Muchos zombies en The dawn of the dead

Muchos infectados inexplicablemente en The dawn of the dead

En The dawn of the dead no se explica de dónde surgió el virus, pero eso no es lo importante: ¿alguien puede explicar cuál es el sentido de que los infectados no ataquen al perro? Eso llega al borde de la incoherencia en la construcción de los virus porque tal vez en las dos películas anteriores podrían argumentar que los zombies o infectados sólo deseaban atacar la carne fresca y caliente, y que incluso los doberman no atacaban a los humanos zombies y viceversa porque los identificaban por el olor, pero aquí esa justificación no tiene efecto porque el perro estaba completamente sano.
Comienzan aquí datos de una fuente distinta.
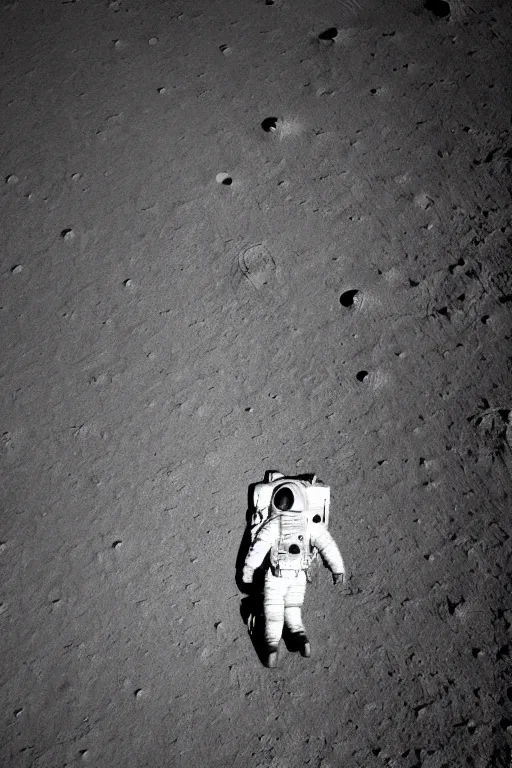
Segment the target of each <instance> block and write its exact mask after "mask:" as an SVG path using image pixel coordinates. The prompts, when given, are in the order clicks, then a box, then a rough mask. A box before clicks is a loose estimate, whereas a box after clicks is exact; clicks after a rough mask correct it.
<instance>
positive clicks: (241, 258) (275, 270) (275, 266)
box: [238, 243, 276, 291]
mask: <svg viewBox="0 0 512 768" xmlns="http://www.w3.org/2000/svg"><path fill="white" fill-rule="evenodd" d="M238 267H239V269H240V271H241V273H242V274H243V276H244V277H245V278H246V279H247V280H248V281H249V282H250V284H251V285H252V287H253V288H255V289H256V290H257V291H259V290H260V289H261V288H263V286H265V285H267V284H268V283H269V282H270V281H271V280H272V279H274V277H275V271H276V264H275V261H274V259H273V258H272V256H271V254H270V253H269V252H268V250H267V249H266V248H265V246H264V245H263V243H256V244H254V245H249V246H247V247H246V248H244V249H243V250H242V251H240V253H239V255H238Z"/></svg>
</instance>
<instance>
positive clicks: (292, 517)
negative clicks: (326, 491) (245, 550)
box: [242, 478, 345, 667]
mask: <svg viewBox="0 0 512 768" xmlns="http://www.w3.org/2000/svg"><path fill="white" fill-rule="evenodd" d="M327 490H328V489H327ZM309 512H310V509H309V504H308V494H307V488H305V487H304V484H301V483H300V482H294V481H293V480H292V479H286V478H283V483H282V484H278V485H277V487H276V488H275V489H274V490H273V494H272V498H271V502H270V508H269V512H268V518H267V519H266V520H265V522H264V523H263V524H262V525H261V527H260V528H259V530H258V532H257V534H256V536H255V538H254V541H253V543H252V544H251V546H250V548H249V551H248V553H247V556H246V558H245V563H244V566H243V571H242V580H243V581H244V582H245V583H246V584H251V583H252V580H253V574H254V571H255V569H256V568H259V567H260V566H261V565H262V564H263V563H264V562H265V564H267V563H268V568H267V570H266V572H265V581H264V592H263V611H264V616H265V630H264V636H265V643H266V646H267V653H268V656H267V662H266V663H267V666H268V667H275V666H276V665H277V652H278V647H279V641H280V640H281V635H282V632H283V627H284V624H286V626H287V627H288V629H289V631H290V633H291V639H292V642H293V645H294V646H295V647H296V648H297V649H298V650H299V651H300V653H301V654H302V656H305V657H308V656H310V654H311V647H310V643H309V640H308V638H307V635H306V631H305V629H304V624H303V623H302V616H301V607H302V604H303V602H304V596H305V592H306V581H307V572H308V569H309V566H310V565H311V562H312V560H313V558H314V555H315V553H316V551H318V552H319V553H320V555H321V556H322V558H323V560H324V562H325V564H326V565H327V566H328V567H329V569H330V570H331V572H332V574H333V583H334V584H337V583H343V582H344V580H345V565H344V562H343V558H342V556H341V554H340V551H339V549H338V547H337V545H336V542H335V541H334V539H333V538H332V536H331V534H330V533H329V531H328V530H327V526H326V525H325V524H324V523H323V522H322V520H321V517H320V515H318V514H316V515H313V516H311V514H308V513H309Z"/></svg>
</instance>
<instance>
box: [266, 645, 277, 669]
mask: <svg viewBox="0 0 512 768" xmlns="http://www.w3.org/2000/svg"><path fill="white" fill-rule="evenodd" d="M277 650H278V649H277V646H275V645H269V646H267V654H268V655H267V662H266V666H267V667H268V668H269V669H274V668H275V667H277Z"/></svg>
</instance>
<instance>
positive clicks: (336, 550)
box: [311, 524, 345, 584]
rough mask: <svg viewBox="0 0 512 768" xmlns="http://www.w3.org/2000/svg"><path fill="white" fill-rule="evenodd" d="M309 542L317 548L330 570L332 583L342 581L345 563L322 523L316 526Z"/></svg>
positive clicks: (331, 538)
mask: <svg viewBox="0 0 512 768" xmlns="http://www.w3.org/2000/svg"><path fill="white" fill-rule="evenodd" d="M311 543H312V544H313V546H315V547H316V548H317V549H318V551H319V552H320V554H321V555H322V557H323V559H324V560H325V562H326V564H327V566H328V568H329V569H330V570H331V571H332V574H333V577H334V578H333V580H334V583H335V584H336V583H337V582H338V581H341V582H343V580H344V577H345V563H344V562H343V558H342V556H341V552H340V551H339V549H338V545H337V544H336V542H335V541H334V539H333V537H332V536H331V534H330V533H329V531H328V530H327V528H326V527H325V526H324V525H322V524H320V525H319V526H318V528H317V530H316V531H315V535H314V536H312V539H311Z"/></svg>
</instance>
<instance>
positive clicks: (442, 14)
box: [425, 0, 450, 19]
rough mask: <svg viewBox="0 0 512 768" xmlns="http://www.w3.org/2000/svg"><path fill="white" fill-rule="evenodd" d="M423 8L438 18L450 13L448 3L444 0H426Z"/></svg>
mask: <svg viewBox="0 0 512 768" xmlns="http://www.w3.org/2000/svg"><path fill="white" fill-rule="evenodd" d="M425 8H426V9H427V11H432V13H433V14H434V16H437V17H438V18H440V19H441V18H443V17H445V16H449V15H450V4H449V3H447V2H446V0H426V2H425Z"/></svg>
Esta es una de las películas de zombies e infectados que menos bases contundentes tiene.  

I am legend, a la izquierda el líder de los infectados y a la derecha el doctor Neville

Por ultimo, I am legend no habla de zombies pero sí de infectados, aunque en la película se desacredita la idea original de los vampiros. Realmente está bien manejada y no se encuentran muchas incoherencias referentes al virus, lo único que puede criticarse al respecto es la vida post-holocáustica. ¿Cómo diablos Neville construyó su propio laboratorio súper equipado?, ¿por qué tenía agua corriente, energía eléctrica, gas y todos los servicios necesarios para darse la gran vida que llevaba? No, no, tampoco acaba de convencer.

Aunque no son estas todas las películas que existen en el mercado acerca de zombies e infectados, estas son las más populares y con el análisis de sus incongruencias podemos concluir que aún no existe el virus perfecto, así que todavía podemos dormir tranquilos.